Starting in 1958, Masonic lodges and community groups met there.
Freemasonry is the oldest fraternal organization in the world.
Established by medieval guilds of stone masons, the group emphasizes high moral conduct, charity, self-improvement and fellowship. The men-only membership wore formal wear and regalia and conducted arcane rites surrounded by secrecy. Women joined auxiliaries like the Order of the Eastern Star. Freemasonry practices have coexisted, even integrated, with Christian traditions.
The group didn’t admit Black people. A free Black minister named Prince Hall and 14 others were turned away by a lodge in Boston but petitioned to enter a lodge in Ireland, gaining admittance in 1775. Once they were sanctioned by British lodges, Hall formed the first “African Lodge” in America and the concept spread slowly, with a mix of rejection and acceptance by the many different officiating bodies and splinter groups representing Freemasonry.
Groups of “Prince Hall Masons” first appeared in Washington state around 1870 as Americans moved westward.
In 1910, The Spokesman-Review recounts the state’s Black Masons meeting in Spokane for a formal ball at the Elks Club.

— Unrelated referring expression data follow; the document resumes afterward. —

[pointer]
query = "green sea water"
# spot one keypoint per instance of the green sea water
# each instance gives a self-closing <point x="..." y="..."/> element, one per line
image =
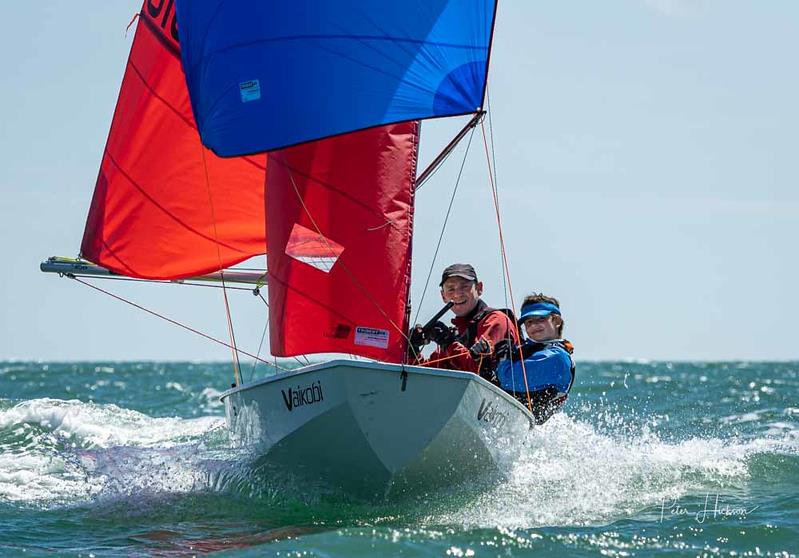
<point x="647" y="459"/>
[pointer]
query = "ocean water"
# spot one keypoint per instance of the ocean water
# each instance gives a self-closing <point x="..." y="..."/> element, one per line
<point x="647" y="459"/>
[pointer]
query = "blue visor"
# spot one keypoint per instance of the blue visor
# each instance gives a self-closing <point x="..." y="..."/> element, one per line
<point x="538" y="310"/>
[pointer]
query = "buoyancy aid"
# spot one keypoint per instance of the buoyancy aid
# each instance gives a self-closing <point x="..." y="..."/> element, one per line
<point x="547" y="381"/>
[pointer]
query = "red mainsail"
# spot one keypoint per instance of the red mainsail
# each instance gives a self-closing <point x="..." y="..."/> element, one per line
<point x="164" y="207"/>
<point x="339" y="220"/>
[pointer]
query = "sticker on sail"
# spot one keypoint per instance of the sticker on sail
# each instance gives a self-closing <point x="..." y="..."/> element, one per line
<point x="371" y="337"/>
<point x="312" y="248"/>
<point x="250" y="90"/>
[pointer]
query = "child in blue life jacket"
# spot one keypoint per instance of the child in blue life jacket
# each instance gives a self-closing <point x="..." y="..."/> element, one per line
<point x="544" y="359"/>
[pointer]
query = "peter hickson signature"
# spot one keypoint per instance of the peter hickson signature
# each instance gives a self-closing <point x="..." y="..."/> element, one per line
<point x="712" y="508"/>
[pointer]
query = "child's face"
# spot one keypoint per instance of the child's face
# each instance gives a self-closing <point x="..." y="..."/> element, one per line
<point x="542" y="328"/>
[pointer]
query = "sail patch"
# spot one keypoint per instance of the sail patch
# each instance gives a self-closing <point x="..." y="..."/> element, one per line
<point x="371" y="337"/>
<point x="250" y="90"/>
<point x="312" y="248"/>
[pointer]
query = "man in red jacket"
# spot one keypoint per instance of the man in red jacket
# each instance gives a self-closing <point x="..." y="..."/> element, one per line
<point x="470" y="344"/>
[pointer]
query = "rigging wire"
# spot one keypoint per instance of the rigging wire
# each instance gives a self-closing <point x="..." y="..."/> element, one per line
<point x="444" y="226"/>
<point x="505" y="271"/>
<point x="231" y="333"/>
<point x="170" y="320"/>
<point x="505" y="258"/>
<point x="257" y="292"/>
<point x="159" y="281"/>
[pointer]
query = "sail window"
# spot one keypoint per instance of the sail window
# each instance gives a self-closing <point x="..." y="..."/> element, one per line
<point x="312" y="248"/>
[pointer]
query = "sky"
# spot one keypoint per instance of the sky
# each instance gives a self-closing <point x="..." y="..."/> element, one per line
<point x="647" y="172"/>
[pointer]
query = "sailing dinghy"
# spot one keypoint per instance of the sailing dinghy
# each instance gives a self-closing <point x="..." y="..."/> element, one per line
<point x="292" y="129"/>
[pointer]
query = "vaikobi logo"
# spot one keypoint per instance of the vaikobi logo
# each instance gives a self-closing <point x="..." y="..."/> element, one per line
<point x="490" y="414"/>
<point x="302" y="395"/>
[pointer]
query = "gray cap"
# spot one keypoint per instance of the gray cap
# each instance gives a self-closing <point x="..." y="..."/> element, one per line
<point x="458" y="270"/>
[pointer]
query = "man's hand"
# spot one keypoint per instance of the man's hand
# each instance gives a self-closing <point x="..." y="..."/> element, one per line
<point x="504" y="349"/>
<point x="442" y="334"/>
<point x="480" y="350"/>
<point x="417" y="338"/>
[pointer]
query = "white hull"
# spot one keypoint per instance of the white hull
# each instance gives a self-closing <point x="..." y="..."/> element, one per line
<point x="369" y="428"/>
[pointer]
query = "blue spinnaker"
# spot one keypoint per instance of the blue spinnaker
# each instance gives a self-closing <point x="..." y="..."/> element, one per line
<point x="263" y="75"/>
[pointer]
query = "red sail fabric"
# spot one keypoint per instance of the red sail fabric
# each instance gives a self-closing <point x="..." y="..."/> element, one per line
<point x="339" y="221"/>
<point x="164" y="207"/>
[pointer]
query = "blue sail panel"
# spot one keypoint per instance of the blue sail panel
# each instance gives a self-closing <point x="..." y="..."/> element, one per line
<point x="264" y="75"/>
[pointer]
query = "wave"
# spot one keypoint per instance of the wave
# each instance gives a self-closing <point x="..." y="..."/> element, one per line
<point x="574" y="471"/>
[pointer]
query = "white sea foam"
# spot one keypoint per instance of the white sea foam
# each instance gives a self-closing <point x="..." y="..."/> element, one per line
<point x="94" y="425"/>
<point x="84" y="450"/>
<point x="575" y="475"/>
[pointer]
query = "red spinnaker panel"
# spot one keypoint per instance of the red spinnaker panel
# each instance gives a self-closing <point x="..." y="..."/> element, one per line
<point x="164" y="207"/>
<point x="339" y="220"/>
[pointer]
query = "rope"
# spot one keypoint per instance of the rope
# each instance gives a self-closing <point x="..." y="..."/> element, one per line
<point x="231" y="333"/>
<point x="495" y="197"/>
<point x="160" y="282"/>
<point x="170" y="320"/>
<point x="443" y="227"/>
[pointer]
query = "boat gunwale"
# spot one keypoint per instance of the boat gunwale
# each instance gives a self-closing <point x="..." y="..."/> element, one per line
<point x="383" y="366"/>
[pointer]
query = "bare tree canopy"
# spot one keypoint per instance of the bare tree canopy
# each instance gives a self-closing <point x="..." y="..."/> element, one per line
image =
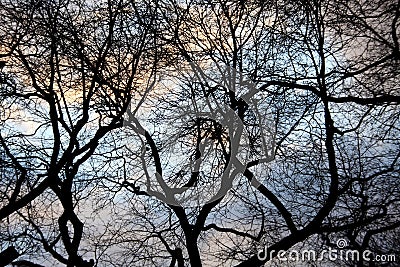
<point x="199" y="133"/>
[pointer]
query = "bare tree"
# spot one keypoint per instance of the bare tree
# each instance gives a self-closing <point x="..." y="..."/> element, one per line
<point x="256" y="124"/>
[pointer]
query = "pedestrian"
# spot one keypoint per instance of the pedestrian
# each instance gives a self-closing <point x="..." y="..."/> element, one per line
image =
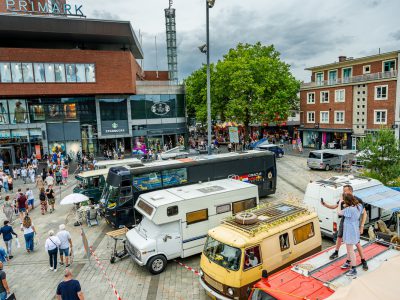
<point x="4" y="288"/>
<point x="8" y="209"/>
<point x="29" y="233"/>
<point x="24" y="174"/>
<point x="7" y="231"/>
<point x="51" y="246"/>
<point x="50" y="198"/>
<point x="69" y="288"/>
<point x="351" y="230"/>
<point x="43" y="202"/>
<point x="65" y="246"/>
<point x="31" y="199"/>
<point x="21" y="204"/>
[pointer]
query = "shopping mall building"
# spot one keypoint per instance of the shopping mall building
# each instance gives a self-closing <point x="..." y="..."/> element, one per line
<point x="75" y="83"/>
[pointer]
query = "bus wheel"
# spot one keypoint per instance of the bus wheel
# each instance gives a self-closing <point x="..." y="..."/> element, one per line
<point x="157" y="264"/>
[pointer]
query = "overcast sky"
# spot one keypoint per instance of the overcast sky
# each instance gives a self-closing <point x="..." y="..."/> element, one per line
<point x="305" y="32"/>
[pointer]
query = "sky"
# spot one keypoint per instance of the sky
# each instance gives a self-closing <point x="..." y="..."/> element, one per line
<point x="306" y="32"/>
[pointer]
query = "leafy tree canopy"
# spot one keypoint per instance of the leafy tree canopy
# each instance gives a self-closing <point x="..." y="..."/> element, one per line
<point x="381" y="156"/>
<point x="251" y="84"/>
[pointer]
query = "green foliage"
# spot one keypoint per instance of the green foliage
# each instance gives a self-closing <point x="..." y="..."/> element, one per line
<point x="381" y="156"/>
<point x="250" y="85"/>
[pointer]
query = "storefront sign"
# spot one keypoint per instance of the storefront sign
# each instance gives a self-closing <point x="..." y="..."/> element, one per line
<point x="32" y="7"/>
<point x="114" y="127"/>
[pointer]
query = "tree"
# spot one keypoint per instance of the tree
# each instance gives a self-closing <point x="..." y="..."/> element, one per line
<point x="251" y="84"/>
<point x="381" y="156"/>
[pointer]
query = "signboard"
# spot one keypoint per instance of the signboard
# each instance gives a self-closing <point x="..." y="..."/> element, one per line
<point x="48" y="8"/>
<point x="118" y="127"/>
<point x="233" y="135"/>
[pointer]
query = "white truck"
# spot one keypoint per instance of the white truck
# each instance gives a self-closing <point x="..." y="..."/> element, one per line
<point x="176" y="220"/>
<point x="371" y="191"/>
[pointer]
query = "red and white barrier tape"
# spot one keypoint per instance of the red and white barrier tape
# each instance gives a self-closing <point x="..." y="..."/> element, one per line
<point x="187" y="267"/>
<point x="104" y="273"/>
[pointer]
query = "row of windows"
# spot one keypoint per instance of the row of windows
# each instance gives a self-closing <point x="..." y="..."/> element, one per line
<point x="380" y="117"/>
<point x="387" y="66"/>
<point x="381" y="93"/>
<point x="27" y="72"/>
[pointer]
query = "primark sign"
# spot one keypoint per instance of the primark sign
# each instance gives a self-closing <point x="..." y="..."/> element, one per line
<point x="49" y="8"/>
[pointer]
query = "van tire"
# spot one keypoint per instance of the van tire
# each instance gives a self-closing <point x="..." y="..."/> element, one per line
<point x="157" y="264"/>
<point x="246" y="218"/>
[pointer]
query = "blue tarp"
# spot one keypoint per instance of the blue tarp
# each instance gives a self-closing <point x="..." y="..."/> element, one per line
<point x="380" y="196"/>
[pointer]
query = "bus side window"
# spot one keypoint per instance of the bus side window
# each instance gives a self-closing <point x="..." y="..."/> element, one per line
<point x="252" y="257"/>
<point x="284" y="241"/>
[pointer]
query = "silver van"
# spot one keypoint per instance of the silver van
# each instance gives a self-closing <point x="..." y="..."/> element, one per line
<point x="328" y="159"/>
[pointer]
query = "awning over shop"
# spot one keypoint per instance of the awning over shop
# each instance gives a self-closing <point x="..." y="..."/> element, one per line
<point x="380" y="196"/>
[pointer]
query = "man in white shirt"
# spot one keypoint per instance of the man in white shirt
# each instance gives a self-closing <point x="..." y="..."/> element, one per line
<point x="66" y="244"/>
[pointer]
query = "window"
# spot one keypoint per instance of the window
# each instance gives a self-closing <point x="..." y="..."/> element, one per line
<point x="389" y="65"/>
<point x="243" y="205"/>
<point x="310" y="98"/>
<point x="197" y="216"/>
<point x="284" y="241"/>
<point x="324" y="97"/>
<point x="380" y="116"/>
<point x="339" y="117"/>
<point x="310" y="117"/>
<point x="172" y="210"/>
<point x="223" y="208"/>
<point x="303" y="233"/>
<point x="324" y="117"/>
<point x="252" y="257"/>
<point x="339" y="95"/>
<point x="381" y="92"/>
<point x="319" y="78"/>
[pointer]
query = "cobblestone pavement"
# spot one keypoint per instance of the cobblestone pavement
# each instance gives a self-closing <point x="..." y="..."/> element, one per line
<point x="30" y="278"/>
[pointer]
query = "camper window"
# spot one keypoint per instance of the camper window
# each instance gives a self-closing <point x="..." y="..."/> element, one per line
<point x="243" y="205"/>
<point x="172" y="211"/>
<point x="197" y="216"/>
<point x="303" y="233"/>
<point x="284" y="241"/>
<point x="252" y="257"/>
<point x="223" y="208"/>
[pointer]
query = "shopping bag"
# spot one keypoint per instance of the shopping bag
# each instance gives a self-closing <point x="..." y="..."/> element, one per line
<point x="17" y="243"/>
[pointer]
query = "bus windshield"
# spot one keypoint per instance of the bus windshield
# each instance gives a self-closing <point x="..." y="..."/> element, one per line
<point x="222" y="254"/>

Except for several women who were married to members, white people were not allowed into those events.
Masonry is no longer segregated, but Prince Hall groups still gather to carry on the social and cultural traditions from more than two centuries in existence.
Five different Masonic groups used the Prince Hall Masonic building in East Central. The NAACP and others also used the meeting hall, conference room and kitchen. The building housed a senior meal site called the Edison Community Friendship Center starting around 1975.
With financial assistance from other Masonic groups, contractor Clarence T. Freeman remodeled the building in 1972. An engraved plaque on the building marks the renovation.
Even as more than 300 Prince Hall Masons from around the region gathered in Spokane for a glittering ball at the Ridpath Hotel in 1998, local lodges were dwindling and closing in the early 2000s and the building was sold.